Most of all however, ASEAN's successes have been in achieving and providing the intangibles so indispensable for stepping up cooperation and sustaining the cooperative spirit in the sub- region.

Also to be noted is the immensely well-developed mutual understanding over the years, the cordiality and friendship, the solidarity, the cohesion, the supremely ingrained awareness of the value of ASEAN, the ASEAN spirit, in the development of the political, security, economic and societal life of each ASEAN member country and the Association as a whole.

Without ASEAN, member countries would not have been able to achieve their high economic growth rates, the remarkable level of economic and societal progress, their national and regional resilience, the fundamental ingredients of ZOPFAN, and their respectable stature in international relations.

However, we should admit that ASEAN's tangible cooperative achievements have not amounted to very much. The border and territorial disputes have not been resolved, they still exist in a state of suppressed activity, while smoldering on and on. The attitudes towards ZOPFAN and the Nuclear Weapon Free Zone are still far from unified, despite the harmonized positions and the programs of action formulated.

ASEAN is still unable to formulate its position and provide substantive guidance to the ASEAN Regional Forum.

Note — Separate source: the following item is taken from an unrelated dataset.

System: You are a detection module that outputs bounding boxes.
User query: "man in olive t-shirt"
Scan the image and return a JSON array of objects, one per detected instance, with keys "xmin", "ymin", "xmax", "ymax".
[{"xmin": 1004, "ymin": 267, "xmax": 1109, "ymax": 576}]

ASEAN's economic projects have not amounted to very much either. They have met with limited success, even after the Manila Summit (1987) provided for significant improvements to motivate expanded cooperation and activities.

The basic flaw in ASEAN economic cooperation schemes is that it started from the basic assumption that each ASEAN member state is willing to share its entire domestic market with the others. That was the major illusion.

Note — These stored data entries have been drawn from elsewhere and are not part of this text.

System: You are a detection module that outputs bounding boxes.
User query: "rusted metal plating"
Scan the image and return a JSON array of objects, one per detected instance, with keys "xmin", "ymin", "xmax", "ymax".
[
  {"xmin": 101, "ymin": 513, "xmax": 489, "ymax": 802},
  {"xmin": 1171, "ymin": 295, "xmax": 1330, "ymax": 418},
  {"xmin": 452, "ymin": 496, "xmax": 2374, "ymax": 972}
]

Moreover, the size of the ASEAN market itself is not big enough to ensure the growth of an efficient and strong industrial sector.

Hence, the ASEAN economic cooperation schemes should be redesigned into an instrument to strengthen ASEAN's economies to successfully compete on the world market. ASEAN should be moving faster towards the goal of free flow of goods and investments in the region and should discard the preferential arrangements, thus stimulating the growth of internationally competitive industries.

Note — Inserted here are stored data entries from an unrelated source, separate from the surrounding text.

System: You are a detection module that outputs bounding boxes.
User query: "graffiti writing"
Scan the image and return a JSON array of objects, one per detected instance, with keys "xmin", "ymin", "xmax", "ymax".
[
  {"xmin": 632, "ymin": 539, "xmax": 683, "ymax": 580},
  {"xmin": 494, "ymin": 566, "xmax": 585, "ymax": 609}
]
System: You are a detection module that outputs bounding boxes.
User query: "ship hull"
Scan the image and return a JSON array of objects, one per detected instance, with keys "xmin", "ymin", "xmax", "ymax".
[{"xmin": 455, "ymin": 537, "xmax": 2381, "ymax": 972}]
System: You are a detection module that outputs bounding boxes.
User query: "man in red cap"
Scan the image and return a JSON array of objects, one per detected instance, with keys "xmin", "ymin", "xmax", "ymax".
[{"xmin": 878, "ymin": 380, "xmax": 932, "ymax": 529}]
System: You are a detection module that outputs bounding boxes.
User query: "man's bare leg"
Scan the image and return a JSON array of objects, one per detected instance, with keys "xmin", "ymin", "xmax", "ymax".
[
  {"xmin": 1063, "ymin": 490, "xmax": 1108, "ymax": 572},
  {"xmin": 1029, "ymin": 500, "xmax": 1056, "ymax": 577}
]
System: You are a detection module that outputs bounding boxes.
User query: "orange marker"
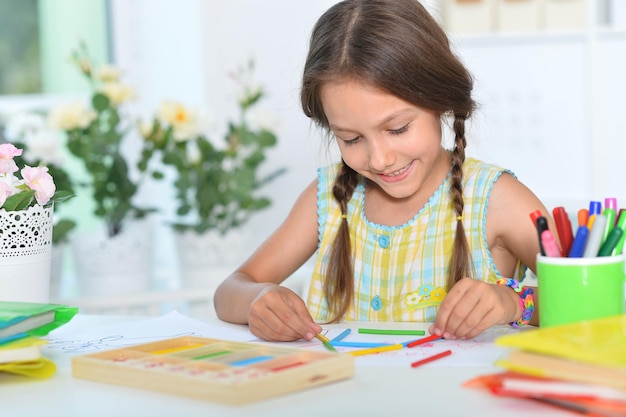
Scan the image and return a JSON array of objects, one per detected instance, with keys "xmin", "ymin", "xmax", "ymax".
[{"xmin": 577, "ymin": 208, "xmax": 589, "ymax": 228}]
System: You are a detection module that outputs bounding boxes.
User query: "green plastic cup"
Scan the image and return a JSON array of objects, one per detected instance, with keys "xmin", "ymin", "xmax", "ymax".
[{"xmin": 536, "ymin": 254, "xmax": 626, "ymax": 328}]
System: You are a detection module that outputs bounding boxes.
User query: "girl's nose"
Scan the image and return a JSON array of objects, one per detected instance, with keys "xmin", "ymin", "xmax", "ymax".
[{"xmin": 367, "ymin": 137, "xmax": 395, "ymax": 172}]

It should thus retain its course of an outward-looking regional economic grouping, while being committed to developing AFTA in the next 15, preferably 10 years.

ASEAN will have to get its act together and prepare its basic positions on how to develop confidence and security building in the region.

This entails an exhaustive list of homework: preventive diplomacy and conflict management, particularly exchanges of military information, including arms procurement plans, as well as of maritime security issues and the setting up of joint programs to monitor Asia-Pacific sea lines of communications. In addition there are the tasks of limiting weapons proliferation and nuclear non-proliferation; of disciplining population growth, of enhancing human rights, of protecting the environment, alleviating poverty, disease and illiteracy and of constructive trade and investment policies, which also means how to implement ZOPFAN and NWFZ.

ASEAN will really have to proceed to shorten the transitional period of creating a free trade area from 15 to 10 years, and to include agriculture and services into the CEPT if it is to make optimal use of the World Trade Organization which is to succeed GATT at the beginning of next year.

ASEAN's experience has shown that intra-regional trade can only flourish as long as extra-regional trade thrives. AFTA will have to be developed against the background of worldwide trade liberalization.

Member countries will have to continue their deregulation processes and reform their economies. They will have to continue restructuring their industries and harmonize their investment policies and thus improve the regional investment climate and develop industrial selectivity.

The first set of measures will ensure the sustenance of ASEAN's remarkable economic performance. The second is to prevent income and welfare losses in the traditional industrial zones, which may produce strong resistance in some countries, or some segments of the economy.

The writer is a senior researcher at the Indonesian Institute of Sciences (LIPI).